Com aumento da taxa de desemprego em Manaus, que registrou 16,6%, no primeiro trimestre de 2016, muitas pessoas estão recorrendo às unidades de Prato Cidadão da cidade para minimizar as despesas com alimentação. De janeiro a maio deste ano, mais de 719 mil pessoas procuraram as instituições, segundo a Seas (Secretaria de Estado de Assistência Social).
A atual crise econômica é apontada como fator decisivo para levar famílias inteiras às unidades em funcionamento nos bairros Centro, Compensa, Novo Israel, Alvorada e Jorge Teixeira. “Famílias buscam essa opção até mesmo para economizar e garantir uma alimentação a cada dia”, afirma a Seas. As refeições custam R$ 1 e contam com um cardápio base: arroz, feijão, macarrão, farinha, salada e proteína (carne, frango, peixe entre outras).
O vendedor ambulante Francisco Silva, 42, recorre há quase dois meses a unidade do Centro. Segundo ele, a diminuição no fluxo de vendas e o desemprego recente da esposa contribuíram para a decisão. “As vendas caíram muito e tudo está caro. Minha mulher perdeu o emprego no Distrito e não consegue outro. Com isso minha família depende só da minha renda e tem dias que não temos o que comer em casa”, lamenta.
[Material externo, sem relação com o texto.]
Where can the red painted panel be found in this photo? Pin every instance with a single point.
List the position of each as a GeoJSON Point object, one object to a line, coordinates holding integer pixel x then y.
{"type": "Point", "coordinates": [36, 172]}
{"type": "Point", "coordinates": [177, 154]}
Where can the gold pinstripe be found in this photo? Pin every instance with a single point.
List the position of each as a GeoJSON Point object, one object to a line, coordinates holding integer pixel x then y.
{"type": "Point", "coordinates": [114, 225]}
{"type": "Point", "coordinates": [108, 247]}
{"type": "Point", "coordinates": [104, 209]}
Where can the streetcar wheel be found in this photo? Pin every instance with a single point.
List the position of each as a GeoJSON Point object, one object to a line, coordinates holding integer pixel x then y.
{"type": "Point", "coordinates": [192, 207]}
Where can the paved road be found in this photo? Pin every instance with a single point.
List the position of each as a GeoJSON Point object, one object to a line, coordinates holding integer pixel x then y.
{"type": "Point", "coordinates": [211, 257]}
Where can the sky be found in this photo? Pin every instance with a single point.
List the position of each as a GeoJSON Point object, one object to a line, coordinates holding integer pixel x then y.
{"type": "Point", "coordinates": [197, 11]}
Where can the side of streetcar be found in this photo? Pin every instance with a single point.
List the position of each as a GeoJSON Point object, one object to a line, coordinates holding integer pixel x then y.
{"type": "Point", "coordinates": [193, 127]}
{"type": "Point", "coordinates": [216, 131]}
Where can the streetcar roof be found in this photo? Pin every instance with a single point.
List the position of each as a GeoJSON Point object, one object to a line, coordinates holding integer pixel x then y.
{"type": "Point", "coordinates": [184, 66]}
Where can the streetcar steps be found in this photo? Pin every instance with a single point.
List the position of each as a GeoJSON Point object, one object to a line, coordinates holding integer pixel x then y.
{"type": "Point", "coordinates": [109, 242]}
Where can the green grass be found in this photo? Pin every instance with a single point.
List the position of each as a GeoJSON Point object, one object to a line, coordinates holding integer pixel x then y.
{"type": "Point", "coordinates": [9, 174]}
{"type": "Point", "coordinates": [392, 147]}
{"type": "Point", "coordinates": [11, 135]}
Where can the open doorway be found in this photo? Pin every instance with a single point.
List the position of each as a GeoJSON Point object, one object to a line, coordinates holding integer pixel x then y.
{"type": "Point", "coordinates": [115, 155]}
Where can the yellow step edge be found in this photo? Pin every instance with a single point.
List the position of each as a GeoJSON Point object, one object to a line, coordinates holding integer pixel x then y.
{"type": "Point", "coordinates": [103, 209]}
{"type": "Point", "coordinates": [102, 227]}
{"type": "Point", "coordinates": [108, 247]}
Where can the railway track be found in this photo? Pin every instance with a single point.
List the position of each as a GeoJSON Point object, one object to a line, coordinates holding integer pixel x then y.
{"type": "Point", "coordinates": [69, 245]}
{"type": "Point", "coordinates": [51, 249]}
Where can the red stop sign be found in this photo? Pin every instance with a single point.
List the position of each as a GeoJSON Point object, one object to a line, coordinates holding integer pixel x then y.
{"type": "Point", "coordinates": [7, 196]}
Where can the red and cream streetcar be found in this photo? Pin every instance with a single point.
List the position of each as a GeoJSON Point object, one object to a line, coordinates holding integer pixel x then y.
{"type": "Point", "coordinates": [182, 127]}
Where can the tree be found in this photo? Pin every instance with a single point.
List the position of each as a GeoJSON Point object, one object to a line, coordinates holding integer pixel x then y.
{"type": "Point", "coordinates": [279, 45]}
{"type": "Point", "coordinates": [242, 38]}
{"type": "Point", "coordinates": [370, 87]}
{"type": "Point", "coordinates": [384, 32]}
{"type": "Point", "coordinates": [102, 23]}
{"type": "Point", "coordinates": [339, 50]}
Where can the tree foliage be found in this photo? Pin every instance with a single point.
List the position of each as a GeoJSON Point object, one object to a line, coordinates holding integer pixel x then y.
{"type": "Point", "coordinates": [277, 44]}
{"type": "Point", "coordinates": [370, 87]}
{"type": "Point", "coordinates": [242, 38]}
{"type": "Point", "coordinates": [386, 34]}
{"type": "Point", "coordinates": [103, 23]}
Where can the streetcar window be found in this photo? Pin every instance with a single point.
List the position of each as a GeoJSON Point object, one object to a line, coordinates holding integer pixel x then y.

Há também três unidades do SOS Cidadão, nos bairros Alfredo Nascimento, Parque São Pedro e Rio Piorini, que oferecem sopas gratuitas. De acordo com a pasta, no ano passado foram atendidas 695.096 pessoas, incluindo Prato Cidadão e Sopões. “Qualquer cidadão em insegurança alimentar pode frequentar nossas unidades”, destaca.
As unidades do Prato Cidadão abrem às 8h para venda de senha e de 10h30 às 13h para o almoço. Já as unidades SOS Cidadão abrem às 9h30 para distribuição de senhas e das 15h às 18h para distribuição de sopas.

Desigualdade

O aumento do desemprego no Brasil também tem produzido um efeito adverso na distribuição de renda do país. Segundo os dados do Bradesco, o índice de Gini aumentou em quatro dos sete Estados do Norte, onde o Amazonas marcou o pior indicador com 4%, seguido do Acre, com 3%. A elevação do nível de desemprego e a queda econômica são apontados como contribuintes para o fator.
“Certamente esses indicadores aumentam a desigualdade, principalmente em famílias de baixa renda, que são as primeiras a serem afetadas. Isso é uma consequência normal da economia local, porque no momento que as pessoas perdem seu emprego, elas buscam mudar sua qualidade de vida”, explica o disseminador de informação do IBGE no Amazonas, Adjalma Nogueira Jaques, ao destacar que é necessário haver uma pesquisa específica sobre o aumento da desigualdade no Brasil.
Segundo Pnad (Pesquisa Nacional por Amostra de Domicílios Contínua), divulgados pelo IBGE (Instituto Brasileiro de Geografia e Estatística), a taxa de desemprego na capital amazonense era de 11,3% no ano passado. De janeiro a março de 2016, eram 171 mil desempregados, contra 111 mil em relação ao mesmo período de 2015, um crescimento de 54%.
“A alta taxa é reflexo da economia local, já que todos os indicadores da indústria, comércio e serviços demonstram queda no desempenho. Com o comprometimento da produção e faturamento nas principais atividades, as empresas e trabalhadores sofrem os impactos negativos”, afirma Jaques.
Segundo o IBGE, eram 858 mil pessoas que estavam ocupadas em Manaus, no primeiro trimestre deste ano. No mesmo período de 2015 eram 866 mil, uma diferença de 8 mil pessoas desempregadas.